Портфель и на нем лист бумаги были положены на колени мистрисс Тревертон; перо было обмокнуто в чернила и дано ей в руки. С минуту она сидела неподвижно, закрыв глаза, и тяжело дышала; потом принялась писать, говоря своей горничной, по мере того, как поднималось перо: «Смотрите». Сара тоскливо глянула через плечо своей госпожи и увидела, как перо медленно и слабо провело первые два слова: « Моему мужу».

— О, нет, нет! Не пишите этого! — крикнула она и схватила свою госпожу за руку, но тотчас же отпустила ее при взгляде мистрисс Тревертон.

Перо продолжало двигаться и еще медленнее, еще слабее вывело целую строчку и остановилось; буквы последнего слова слились вместе.

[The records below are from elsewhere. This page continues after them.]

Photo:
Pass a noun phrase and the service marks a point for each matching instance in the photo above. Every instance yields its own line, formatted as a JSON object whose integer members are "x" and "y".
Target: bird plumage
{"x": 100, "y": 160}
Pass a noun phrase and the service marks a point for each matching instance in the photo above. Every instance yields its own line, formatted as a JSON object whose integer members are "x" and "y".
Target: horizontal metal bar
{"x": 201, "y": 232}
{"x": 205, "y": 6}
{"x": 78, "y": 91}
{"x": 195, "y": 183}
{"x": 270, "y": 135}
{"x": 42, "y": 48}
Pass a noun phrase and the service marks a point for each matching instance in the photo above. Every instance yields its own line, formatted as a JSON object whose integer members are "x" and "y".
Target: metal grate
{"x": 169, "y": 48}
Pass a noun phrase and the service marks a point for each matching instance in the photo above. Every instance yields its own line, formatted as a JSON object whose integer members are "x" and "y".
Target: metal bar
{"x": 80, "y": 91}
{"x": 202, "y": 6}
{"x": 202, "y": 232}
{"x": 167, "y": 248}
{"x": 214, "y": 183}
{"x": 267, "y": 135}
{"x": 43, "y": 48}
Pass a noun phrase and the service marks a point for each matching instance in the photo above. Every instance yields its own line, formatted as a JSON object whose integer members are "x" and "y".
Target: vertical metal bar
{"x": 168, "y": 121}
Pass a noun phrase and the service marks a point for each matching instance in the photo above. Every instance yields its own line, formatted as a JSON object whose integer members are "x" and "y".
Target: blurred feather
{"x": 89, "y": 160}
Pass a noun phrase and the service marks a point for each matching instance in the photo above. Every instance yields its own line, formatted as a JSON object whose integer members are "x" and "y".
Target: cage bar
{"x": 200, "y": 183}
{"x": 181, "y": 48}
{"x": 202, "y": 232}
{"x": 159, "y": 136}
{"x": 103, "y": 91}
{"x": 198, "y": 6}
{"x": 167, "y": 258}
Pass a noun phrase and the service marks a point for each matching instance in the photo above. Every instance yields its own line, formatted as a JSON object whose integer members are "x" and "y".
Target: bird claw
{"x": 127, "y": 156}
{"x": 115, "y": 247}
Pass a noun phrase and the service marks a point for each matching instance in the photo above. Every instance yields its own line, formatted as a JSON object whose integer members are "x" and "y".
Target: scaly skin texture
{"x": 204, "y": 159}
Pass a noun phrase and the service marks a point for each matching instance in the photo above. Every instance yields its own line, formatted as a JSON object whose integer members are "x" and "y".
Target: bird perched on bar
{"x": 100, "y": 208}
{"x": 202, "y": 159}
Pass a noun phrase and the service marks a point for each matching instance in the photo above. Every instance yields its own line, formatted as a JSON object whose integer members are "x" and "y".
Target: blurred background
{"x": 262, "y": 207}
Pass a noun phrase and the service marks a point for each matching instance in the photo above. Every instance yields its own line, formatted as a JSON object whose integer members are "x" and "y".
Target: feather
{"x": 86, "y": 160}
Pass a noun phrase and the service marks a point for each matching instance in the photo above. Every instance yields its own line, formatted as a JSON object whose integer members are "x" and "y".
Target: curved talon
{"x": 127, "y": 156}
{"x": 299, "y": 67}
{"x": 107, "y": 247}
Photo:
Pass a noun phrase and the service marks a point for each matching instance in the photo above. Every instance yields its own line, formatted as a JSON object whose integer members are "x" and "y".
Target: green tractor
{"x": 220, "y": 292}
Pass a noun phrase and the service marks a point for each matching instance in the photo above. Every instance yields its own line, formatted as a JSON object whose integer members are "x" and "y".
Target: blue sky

— Ради Бога! — повторила Сара, падая на колени возле постели. — Не пишите ему, ежели вы не могли уже сказать на словах. Позвольте мне скрыть до конца, что я так долго скрывала. Пусть тайна умрет с вами и со мною и никогда не будет узнана светом. Никогда, никогда, никогда!

— Тайна должна быть открыта, — отвечала мистрисс Тревертон. — Мой муж должен бы был ее знать, и должен узнать. Я решилась сказать ему, но у меня недостало духу. Я не могу вам доверить: после моей смерти вы ему ничего не скажете. Надо написать. Возьмите перо и пишите с моих слов.

Сара, вместо того чтобы повиноваться, припала лицом к одеялу и горько зарыдала.

— Вы не разлучались со мной со дня моего замужества, — продолжала мистрисс Тревертон. — Вы были мне скорее подругою, чем служанкой. Неужели вы мне откажете и последней просьбе? Вы отказываете? Безумная! Поднимите голову и слушайте. Вы погибнете, ежели откажетесь взять перо. Пишите, или я не буду лежать спокойно в гробу. Пишите, или — как Бог свят я приду к вам с того света.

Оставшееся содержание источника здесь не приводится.